LTSP clients kernel panic on boot when active nic isn't eth0

Bug #365380 reported by Kenneth Finnegan on 2009-04-23
24
This bug affects 5 people
Affects Status Importance Assigned to Milestone
ltsp (Ubuntu)
Undecided
Unassigned

Bug Description

Upgraded my LTSP server from Hardy to Jaunty with a clean install. I can boot my laptop as a client no problem, but one of my other desktops fails. It worked fine with Hardy.

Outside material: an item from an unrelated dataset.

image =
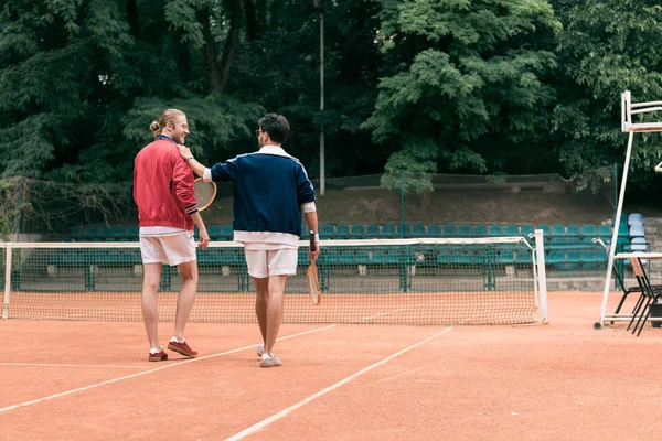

It gets an IP address, downloads a kernel image, and then sits at the boot splash screen as the bar bounces back and forth, then the screen goes blank and it displays:
[ 63.564633] Kernel panic - not syncing: Attempted to kill init!

ProblemType: Bug
Architecture: i386
DistroRelease: Ubuntu 9.04
NonfreeKernelModules: nvidia
Package: ltsp-server 5.1.65-0ubuntu2
PackageArchitecture: all
ProcEnviron:
 SHELL=/bin/bash
 LANG=en_US.UTF-8
SourcePackage: ltsp
Uname: Linux 2.6.28-11-generic i686

-----BEGIN PGP SIGNED MESSAGE-----
Hash: SHA1

Can you try booting the thin client without the splash and quiet options
(you can change that in /var/lib/tftpboot/ltsp/i386/pxelinux.cfg/default
on the server), that should give you a bit more information on what went
wrong.

I'm especially looking at an error from either ipconfig (network
configuration) or nbd (connection to the network harddisk).
Is the problem happening with similar network cards ? Do these thin
clients only have one network card or two ?

Thanks
-----BEGIN PGP SIGNATURE-----
Version: GnuPG v1.4.9 (GNU/Linux)
Comment: Using GnuPG with Mozilla - http://enigmail.mozdev.org

iEYEARECAAYFAknv+VwACgkQjxyfqkjBhuw46gCfe3cD/fTGsmGxvtpcOi1WmUjE
rC4An174NeNgw/Hw7FOmCgSFp6i354Bw
=sm7e
-----END PGP SIGNATURE-----

Alright. Got it: It has a second NIC, which it happens to set as eth0, tries to mount the nbd on it, fails since it isn't plugged in, and dies. The workaround was either connecting the second port to the network, or uninstall it completely. I'm surprised it isn't smart enough to retry on eth1 once it fails on eth0.

-----BEGIN PGP SIGNED MESSAGE-----
Hash: SHA1

Kenneth Finnegan wrote:
> Alright. Got it: It has a second NIC, which it happens to set as eth0,
> tries to mount the nbd on it, fails since it isn't plugged in, and dies.
> The workaround was either connecting the second port to the network, or
> uninstall it completely. I'm surprised it isn't smart enough to retry
> on eth1 once it fails on eth0.

We don't have any test for that in the initrd and IIRC the code comes
directly from Debian so not that easy to change. There may be a way to
manually specify the network interface as boot parameter but for that
you'll need to create a custom pxelinux config for each of these clients.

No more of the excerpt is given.